Developers build foundations for global growth
Property companies home in on lucrative deals amid slowdown
Chinese property developers are increasingly looking overseas for opportunities created by the global economic slowdown.
China Vanke, the country's largest real estate developer by market value, has teamed up with the US real estate firm Tishman Speyer Properties to develop a key site in San Francisco, Vanke confirmed this week.
The move marked the developer's first venture into the US market.
Details of the deal will be released on Friday, the company said.
The deal came after Vanke set up a research team last year to examine development prospects in the US.
The company's global strategy will be boosted after it announced a plan to move trading of its non-renminbi shares to Hong Kong last month.
Also last month, the Shenzhen-based developer joined hands with New World Development to purchase a residential site in Hong Kong for HK$3.4 billion ($439 million), its first project outside the Chinese mainland.
"After 30 years of development, our go-global strategy is ready to be implemented. And access to an open international capital market is necessary for such a strategy," said Tan Huajie, Vanke's board secretary.
Qin Xiaomei, director at the strategic consulting department of Jones Lang LaSalle Beijing, an international real estate service provider, said: "It is just the beginning of Chinese property developers going global."
Other Chinese real estate companies have made inroads into overseas markets.
Guangzhou-based Country Garden, which trades its shares in Hong Kong, set up a joint venture with Malaysian real estate firm Mayland in 2011 to develop two residential projects, taking a 55 percent stake. This was foll-owed by Country Garden's development of a commercial complex in Malaysia last year.

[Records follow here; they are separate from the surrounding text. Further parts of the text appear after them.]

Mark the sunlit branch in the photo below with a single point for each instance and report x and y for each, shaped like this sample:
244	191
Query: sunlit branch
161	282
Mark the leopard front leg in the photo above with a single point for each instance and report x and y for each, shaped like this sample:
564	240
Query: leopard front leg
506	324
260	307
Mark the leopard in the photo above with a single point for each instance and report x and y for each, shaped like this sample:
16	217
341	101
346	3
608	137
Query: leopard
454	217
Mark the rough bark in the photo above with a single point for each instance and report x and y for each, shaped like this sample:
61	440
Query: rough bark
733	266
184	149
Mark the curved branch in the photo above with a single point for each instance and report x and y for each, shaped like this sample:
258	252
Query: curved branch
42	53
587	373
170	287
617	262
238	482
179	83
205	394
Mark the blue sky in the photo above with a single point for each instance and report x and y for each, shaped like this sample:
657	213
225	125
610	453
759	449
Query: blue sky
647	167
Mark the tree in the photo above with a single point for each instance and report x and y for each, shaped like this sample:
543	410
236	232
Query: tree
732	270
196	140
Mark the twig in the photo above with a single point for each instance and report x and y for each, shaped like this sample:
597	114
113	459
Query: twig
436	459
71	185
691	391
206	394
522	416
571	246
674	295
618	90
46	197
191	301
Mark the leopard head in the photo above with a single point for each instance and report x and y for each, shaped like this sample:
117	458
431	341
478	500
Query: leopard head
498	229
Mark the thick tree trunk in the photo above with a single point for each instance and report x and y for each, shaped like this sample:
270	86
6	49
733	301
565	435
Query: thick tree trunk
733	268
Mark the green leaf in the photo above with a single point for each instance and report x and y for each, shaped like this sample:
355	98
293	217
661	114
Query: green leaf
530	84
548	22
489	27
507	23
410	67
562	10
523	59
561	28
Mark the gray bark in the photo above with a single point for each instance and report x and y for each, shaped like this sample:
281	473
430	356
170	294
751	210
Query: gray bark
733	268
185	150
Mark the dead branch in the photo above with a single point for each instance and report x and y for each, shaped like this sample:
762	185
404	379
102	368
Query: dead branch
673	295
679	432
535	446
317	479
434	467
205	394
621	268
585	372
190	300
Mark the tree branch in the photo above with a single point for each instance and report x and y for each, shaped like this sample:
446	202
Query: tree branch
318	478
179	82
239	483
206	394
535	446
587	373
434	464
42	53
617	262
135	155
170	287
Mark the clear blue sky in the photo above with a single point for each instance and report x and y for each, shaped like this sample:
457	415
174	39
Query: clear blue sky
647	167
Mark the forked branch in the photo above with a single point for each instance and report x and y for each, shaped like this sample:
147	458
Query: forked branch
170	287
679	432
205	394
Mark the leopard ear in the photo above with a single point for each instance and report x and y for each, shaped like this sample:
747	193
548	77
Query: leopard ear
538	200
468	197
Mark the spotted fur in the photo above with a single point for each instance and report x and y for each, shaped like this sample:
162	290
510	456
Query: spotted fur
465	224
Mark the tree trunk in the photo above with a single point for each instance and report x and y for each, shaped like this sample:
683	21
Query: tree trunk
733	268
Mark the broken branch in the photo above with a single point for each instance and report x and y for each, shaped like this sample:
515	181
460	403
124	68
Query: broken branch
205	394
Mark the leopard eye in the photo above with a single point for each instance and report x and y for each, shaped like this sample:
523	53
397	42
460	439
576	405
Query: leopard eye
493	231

These projects, targeting local as well as Chinese buyers, will open for sale this year.
"We are also on the lookout for quality land parcels overseas. If there are appropriate opportunities, we will not miss them," one of the company's executives, who requested anonymity, said.
Beijing Capital Land signed an agreement last year to purchase a land parcel in France on which it plans to establish a Sino-French economic zone.
Wanda Group, the country's largest commercial property developer, has revealed plans to invest $10 billion in the US over the next decade, particularly in hotels, retail and commercial properties.
Developers are following the trail of Chinese buyers of overseas properties, Qin, from Jones Lang LaSalle Beijing, said.
"But a number of institutions are also finding opportunities overseas amid the global economic slowdown."
Chinese make up the largest group of overseas buyers in the US property market, accounting for 11 percent of sales, Wang Shi, Vanke's chairman, said on his micro blog.
Qin added that Chinese buyers have been encouraged by the appreciation of the yuan and the government's tough real estate policies at home to invest in properties overseas.
"We have noticed a growing enthusiasm among Chinese investors to buy overseas real estate, and the UK and the US are their favorite markets."
Meanwhile, institutional investors from China are also active in examining overseas opportunities.
China Investment Corp, the country's sovereign wealth fund, is reportedly one of a trio of Asian investors vying to buy an 800 million pounds ($1.3 billion) office complex in London. The Financial Times, citing unnamed sources, said the deal would be the most expensive property deal in the UK since the start of the financial crisis in 2008.
"A number of real estate funds and property developers have contacted us seeking bargain projects overseas," said Zhang Ping, head of research in Beijing for the international real estate service provider Cushman & Wakefield.
According to Zhang, compared with international competitors, Chinese property investors are sometimes a bit slow in the decision-making process, and as a result have missed some good prospects.
"In some cases they are still unfamiliar with the legal and investment environment in target countries, but generally I think they are still a bit conservative."